Let’s be clear out of the gate—there’s nothing wrong with posting about your relationship on social media. It’s a part of your life, and it only makes sense that you’d post about it as regularly as you do the other enjoyable things you experience. That said, we all know the difference between normal relationship posts and the type of relationship post that triggers alarm bells for those observing the love-stuffed feed. The former elicits, “Aw, cute!” reactions, while the latter makes you wonder what the heck is wrong with the person (and may inspire you to send screenshots to friends with jokes attached). Here, what your significant-other-centric posts are saying about your relationship (and, more importantly, about you).

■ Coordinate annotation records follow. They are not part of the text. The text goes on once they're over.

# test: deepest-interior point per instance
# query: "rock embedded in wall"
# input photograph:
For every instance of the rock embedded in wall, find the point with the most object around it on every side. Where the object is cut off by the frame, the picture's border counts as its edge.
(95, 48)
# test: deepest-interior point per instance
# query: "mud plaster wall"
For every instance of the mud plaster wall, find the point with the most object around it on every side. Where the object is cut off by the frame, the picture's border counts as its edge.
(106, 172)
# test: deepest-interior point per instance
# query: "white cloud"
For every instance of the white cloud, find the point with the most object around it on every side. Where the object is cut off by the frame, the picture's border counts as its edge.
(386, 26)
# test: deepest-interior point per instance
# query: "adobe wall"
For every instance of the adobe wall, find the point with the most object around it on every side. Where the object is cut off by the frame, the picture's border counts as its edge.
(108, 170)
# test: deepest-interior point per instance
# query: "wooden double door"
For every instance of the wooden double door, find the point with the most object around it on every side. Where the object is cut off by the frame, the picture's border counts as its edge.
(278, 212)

Here's What Your Posting Style Says About You
A 2014 study found that those who posted about their relationship excessively on social media (in this case, Facebook) were dependent on said relationship for validation of their self-worth.

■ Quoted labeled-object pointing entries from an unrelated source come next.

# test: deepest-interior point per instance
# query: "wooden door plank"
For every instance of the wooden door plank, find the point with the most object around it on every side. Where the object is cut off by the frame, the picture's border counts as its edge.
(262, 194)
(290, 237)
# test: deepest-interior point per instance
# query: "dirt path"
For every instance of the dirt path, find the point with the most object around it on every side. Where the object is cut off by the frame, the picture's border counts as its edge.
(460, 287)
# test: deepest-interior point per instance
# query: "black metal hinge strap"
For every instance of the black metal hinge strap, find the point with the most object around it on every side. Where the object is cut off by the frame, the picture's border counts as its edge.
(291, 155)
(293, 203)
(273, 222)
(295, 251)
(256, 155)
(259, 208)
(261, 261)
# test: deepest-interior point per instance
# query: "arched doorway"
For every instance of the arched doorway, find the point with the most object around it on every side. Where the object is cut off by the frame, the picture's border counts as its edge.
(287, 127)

Sexologist Nikki Goldstein says couples who post the most on social media do so as a means of soliciting outside validation of their relationship. In other words, they do so because they're insecure within their relationship, and the likes they receive on their loved up, #blessed photos make them feel better about it.

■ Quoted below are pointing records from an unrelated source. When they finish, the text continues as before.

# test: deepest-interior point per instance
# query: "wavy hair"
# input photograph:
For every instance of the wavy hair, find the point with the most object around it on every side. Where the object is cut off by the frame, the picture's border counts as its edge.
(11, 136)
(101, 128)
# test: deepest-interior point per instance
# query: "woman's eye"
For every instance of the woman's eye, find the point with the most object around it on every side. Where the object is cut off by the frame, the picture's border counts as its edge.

Nikki also says the use of expressions like "my man" or "my bae" in social media captions is akin to a dog marking its territory. You need people to know that you have ownership over the other person, which is—you guessed it!—a further sign of insecurity.
We're not 100% sure if this one is still true in 2017, when absolutely everything is documented; however, it stands to reason that, as with anything in your life (even tropical vacations), the more you're enjoying the moment, the less concerned you are with social media. You may take photos, but you may not be so inclined to edit them, post them and hashtag the crap out of them if you're truly enjoying whatever you're experiencing with your boo. Excessive social media use has been linked to depression, and though this is a little bit of a chicken and egg scenario, we don't think it's far-fetched to assume those who post the most are the least happy in their relationships (and elsewhere).